TeleNorba
- Country: Albania
- Headquarters: Tirana

Programming
- Language: Albanian

Ownership
- Owner: Redi Sata

History
- Launched: 1996
- Founder: Telenorba
- Closed: 2007

Links
- Website: tnsh.tv

= TeleNorba =

Albanian television channel

TeleNorba or TeleNorba Shqiptare (TNSH) was a private Albanian television channel based in Tirana. The station was launched in 1996 as an affiliate of Italian broadcaster Telenorba and became one of the earliest foreign-backed private television stations in the country, after the collapse of the communist regime. It later evolved into ABC News.

==History==
TNSH broadcast a mixture of Albanian-language and Italian programming, including news, cartoons, telenovelas, entertainment shows and imported programs from Italy. The station grew in popularity during the late 1990s and early 2000s for airing subtitled Italian television content and Latin American soap operas.

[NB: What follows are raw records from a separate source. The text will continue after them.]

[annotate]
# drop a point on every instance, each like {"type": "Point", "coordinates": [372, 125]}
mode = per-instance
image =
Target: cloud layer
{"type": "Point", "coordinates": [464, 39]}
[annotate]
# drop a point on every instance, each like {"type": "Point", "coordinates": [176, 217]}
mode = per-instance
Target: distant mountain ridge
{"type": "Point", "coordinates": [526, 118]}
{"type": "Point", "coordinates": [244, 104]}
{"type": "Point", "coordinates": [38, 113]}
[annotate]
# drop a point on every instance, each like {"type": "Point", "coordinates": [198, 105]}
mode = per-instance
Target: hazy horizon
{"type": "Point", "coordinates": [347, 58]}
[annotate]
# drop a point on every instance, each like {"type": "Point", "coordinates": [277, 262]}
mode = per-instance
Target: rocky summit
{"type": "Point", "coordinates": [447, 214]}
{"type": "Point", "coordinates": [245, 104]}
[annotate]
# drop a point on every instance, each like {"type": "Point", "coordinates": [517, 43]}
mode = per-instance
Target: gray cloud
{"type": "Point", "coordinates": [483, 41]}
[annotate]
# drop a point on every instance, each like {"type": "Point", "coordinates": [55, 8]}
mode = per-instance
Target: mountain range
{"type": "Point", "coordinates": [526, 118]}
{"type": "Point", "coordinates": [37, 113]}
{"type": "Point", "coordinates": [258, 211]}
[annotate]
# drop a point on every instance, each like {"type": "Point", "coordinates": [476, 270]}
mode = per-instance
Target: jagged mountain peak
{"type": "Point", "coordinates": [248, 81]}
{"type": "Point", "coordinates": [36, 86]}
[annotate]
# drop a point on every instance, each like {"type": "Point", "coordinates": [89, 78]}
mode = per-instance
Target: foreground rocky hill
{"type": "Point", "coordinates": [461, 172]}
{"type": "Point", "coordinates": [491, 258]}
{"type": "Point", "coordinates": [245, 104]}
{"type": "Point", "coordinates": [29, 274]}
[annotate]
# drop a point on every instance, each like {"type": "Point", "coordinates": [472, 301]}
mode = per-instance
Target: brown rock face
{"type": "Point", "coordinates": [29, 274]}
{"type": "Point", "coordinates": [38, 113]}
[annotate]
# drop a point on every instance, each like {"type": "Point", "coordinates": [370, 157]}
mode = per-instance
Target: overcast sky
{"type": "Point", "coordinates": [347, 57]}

At midnight, the station often simulcasted the Italian version of Telenorba. TNSH later became one of the few Albanian channels available via satellite throughout Europe through the DigitAlb platform.

In 2002, the channel reportedly held an audience share of approximately 11.3%, ranking among Albania’s most watched television stations at the time. TNSH also broadcast the program "Njerëz të Humbur" before the rights later moved to TV Klan.

The station underwent ownership changes over the years, passing from Italian investors to Greek and later Albanian ownership. In 2007, businessman Redi Sata acquired a majority stake in the channel and gradually transformed it into ABC News. After several years of inactivity under the TNSH name, ABC News officially began broadcasting in 2010 on the former TNSH frequency.